5月に観た映画の続き。
「
バトルシップ」、妙に奥歯に物の挟まったようなホめ方がされているのはクレジットに出ている
世界一の広告代理店がいっちょ噛みしているからなんですかね。それともあまりにも洋画の興行実態が悪くて、少しでも褒めておかないとまずい状況なのか。
ボードゲームの映画化だそうで、ストーリーや位置関係は分かりやすいし、伏線の回収も一応キチンとしている。最後にアレを動かすのも、映画なんだから全然OK。

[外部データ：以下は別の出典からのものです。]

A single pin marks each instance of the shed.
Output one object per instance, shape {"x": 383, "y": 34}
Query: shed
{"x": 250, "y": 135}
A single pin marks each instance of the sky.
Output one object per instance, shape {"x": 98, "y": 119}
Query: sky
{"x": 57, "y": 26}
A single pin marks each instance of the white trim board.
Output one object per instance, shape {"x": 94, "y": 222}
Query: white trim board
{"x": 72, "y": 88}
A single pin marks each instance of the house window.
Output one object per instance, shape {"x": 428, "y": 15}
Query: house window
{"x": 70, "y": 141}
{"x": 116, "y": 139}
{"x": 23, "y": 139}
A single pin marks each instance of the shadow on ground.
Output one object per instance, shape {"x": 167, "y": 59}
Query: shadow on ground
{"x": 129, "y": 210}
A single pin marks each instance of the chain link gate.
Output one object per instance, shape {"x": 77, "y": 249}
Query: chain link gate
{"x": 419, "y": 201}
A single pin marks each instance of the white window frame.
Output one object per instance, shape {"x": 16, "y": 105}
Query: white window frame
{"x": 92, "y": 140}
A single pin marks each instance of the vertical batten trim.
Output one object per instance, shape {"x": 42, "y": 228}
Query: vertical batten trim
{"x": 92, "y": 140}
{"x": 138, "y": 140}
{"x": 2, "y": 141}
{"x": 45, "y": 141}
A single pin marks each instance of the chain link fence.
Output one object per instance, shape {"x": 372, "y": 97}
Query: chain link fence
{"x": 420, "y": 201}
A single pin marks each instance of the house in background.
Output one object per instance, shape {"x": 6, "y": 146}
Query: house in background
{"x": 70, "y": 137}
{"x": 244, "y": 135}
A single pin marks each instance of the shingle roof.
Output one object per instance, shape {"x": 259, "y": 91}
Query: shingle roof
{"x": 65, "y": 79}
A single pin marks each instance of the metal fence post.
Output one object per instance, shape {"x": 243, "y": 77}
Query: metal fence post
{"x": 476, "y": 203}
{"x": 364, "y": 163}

主役の二人もまぁ頑張っているけれど、脇役が弱すぎ。何だあのマット・デイモンのフリした
ゲイリー・ビジーやミシェル・ロドリゲスになり損ねたウィノナ・ライダーは。ガキっぽさ全開で、軍事演習が少年兵のピクニックにしか見えないぞ。リーアム・ニーソンも「制服を着て、立ったまま話す簡単なお仕事です。」という感じで、あれでチキン・ブリトーの厚さ位の1万ドルの札束もらうんだろうな。「
96時間」の96分の1くらい仕事しろ。
浅野忠信も役回りの大きさに満足しちゃったのかな、それなりに活躍するけれど、キャラが立っていないのでほとんど印象に残らない。上述の脇役の人たちもそうなんだけれど、戦わなきゃ、宇宙人だけでなく監督たちと。「ケンカの言い訳に映画を使うなら、アジアでは
ジェリー・ルイスではなく、絶対ジャッキー・チェンです。」とか言って「酔拳」の構えを見せるとかさぁ、ちったぁ頑張れ。渡辺謙とか、もっと監督とやりあっていると思うんだけど。

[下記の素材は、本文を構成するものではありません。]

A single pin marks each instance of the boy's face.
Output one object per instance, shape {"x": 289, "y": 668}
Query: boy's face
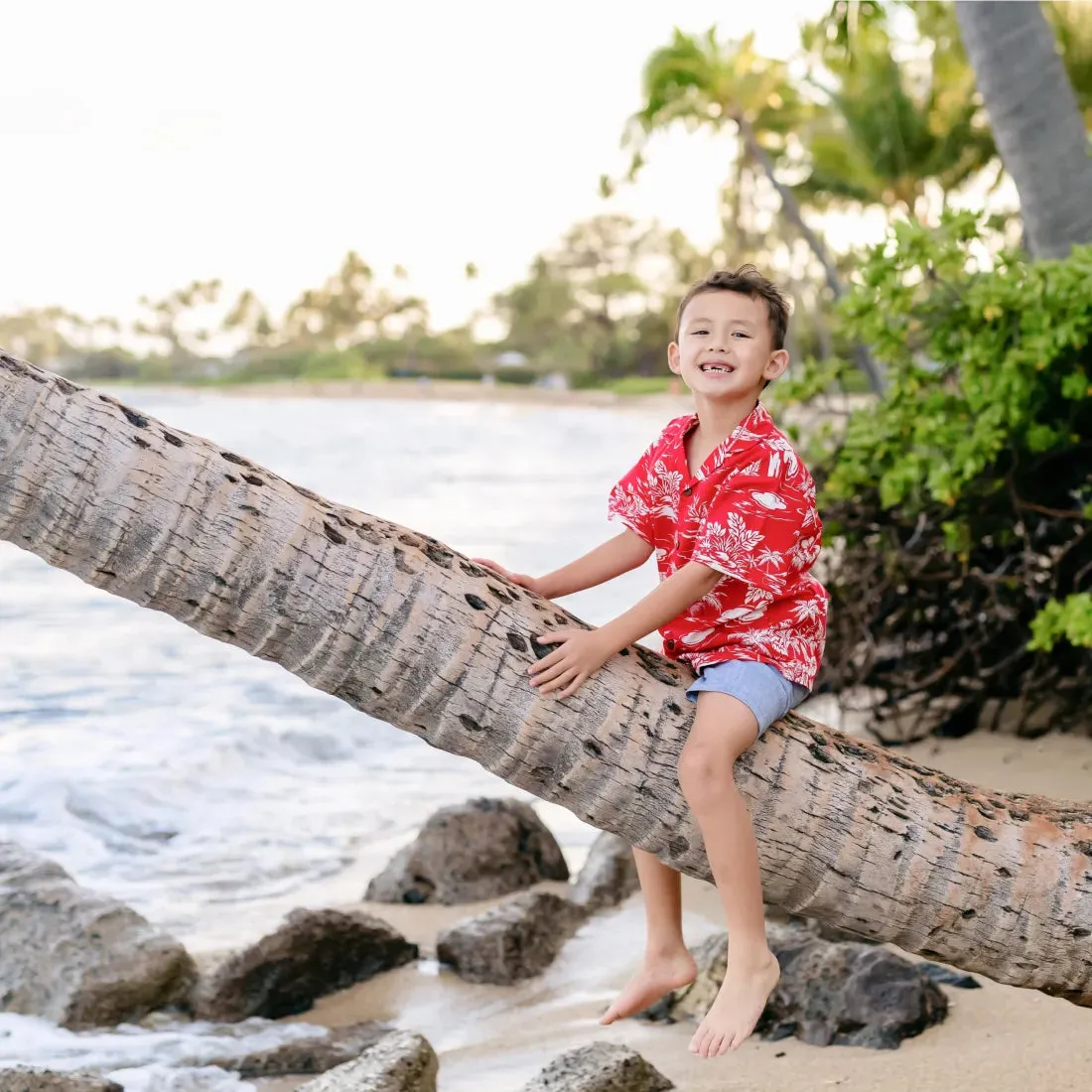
{"x": 725, "y": 347}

まぁ、でもこの映画の最大の弱点は敵役・悪役が弱いこと。まず、身内に足を引っ張るキャラがいない。「ダイ・ハード」のTVリポーターとか、「2012」のロシア系金持一家とかみたいな。こういう、イラっと来るキャラクターを置かないと、サスペンスは盛り上がらないし、最後に罰が当たって「ザマーミロ」的なカタルシスも出ないですよね。

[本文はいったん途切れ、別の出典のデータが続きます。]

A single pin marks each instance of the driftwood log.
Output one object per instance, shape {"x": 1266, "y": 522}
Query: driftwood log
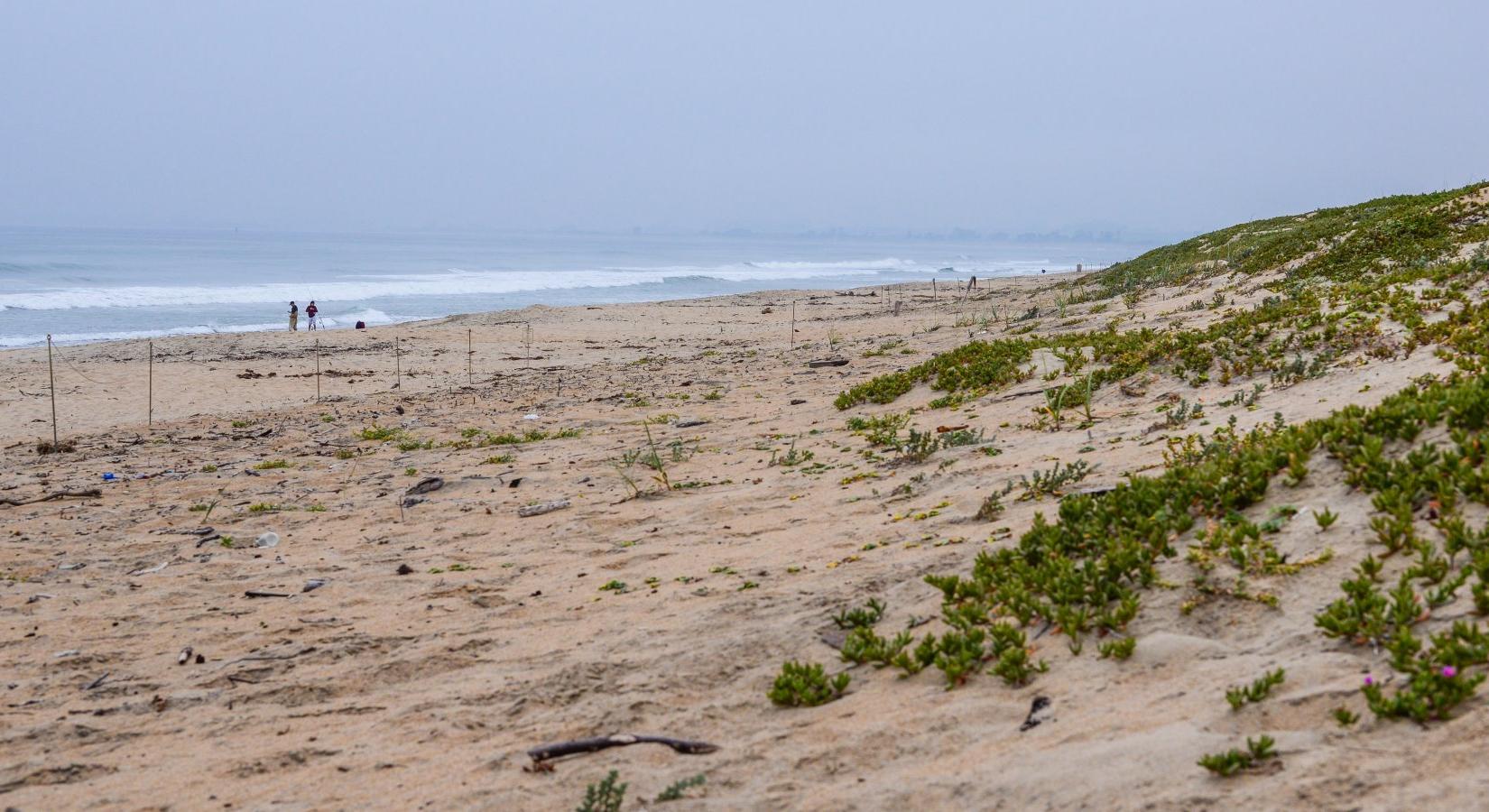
{"x": 88, "y": 494}
{"x": 620, "y": 739}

宇宙人もぶっこわす割には人を殺さないよな。見守ってばっかりで。せめてPG12星雲あたりから攻めて欲しかったですね。そうすればもう少し
ブルックリン・デッカーの肢体を拝めたかもしれないのに。
結局、5月に観た映画でいちばん満足したのは最後の「
ミッドナイト・イン・パリ」。
アレン作品、前回観たのは「ギター弾きの恋」なので…、えっ、10年以上も経っちゃったの。結構好きなつもりだったのに、なんてこったい。最近はミニシアター系でチャチャっと消えてしまうんで、しまったなぁとは思ってたんだけれど、そんなに観てないか。ショックだな。
とはいえ、内容はいつもながらのアレン節。出演者やロケーションが変わっても、いい意味で変わりませんね。リアルタイムで小津作品を観ていた人たちもこんな気持だったのかな。
それにしても、ポランスキーといいアレンといい、あんまりベテラン監督ばかりで満足するのもまずいよな。
俳優陣ではヘミングウェイ役の人がなかなかの好演だったので
IMDbを見たら、見事な化けっぷり。さすがです。
パンフレットで気になったのが、
オーウェン・ウィルソンのフィルモグラフィーにジャッキー・チェンとのコラボ作品群が無かったこと。「アルマゲドン」や「エネミーライン」あたりなら分かるけれど、この辺も黒歴史扱いだとしたら、ちょっと寂しいですね。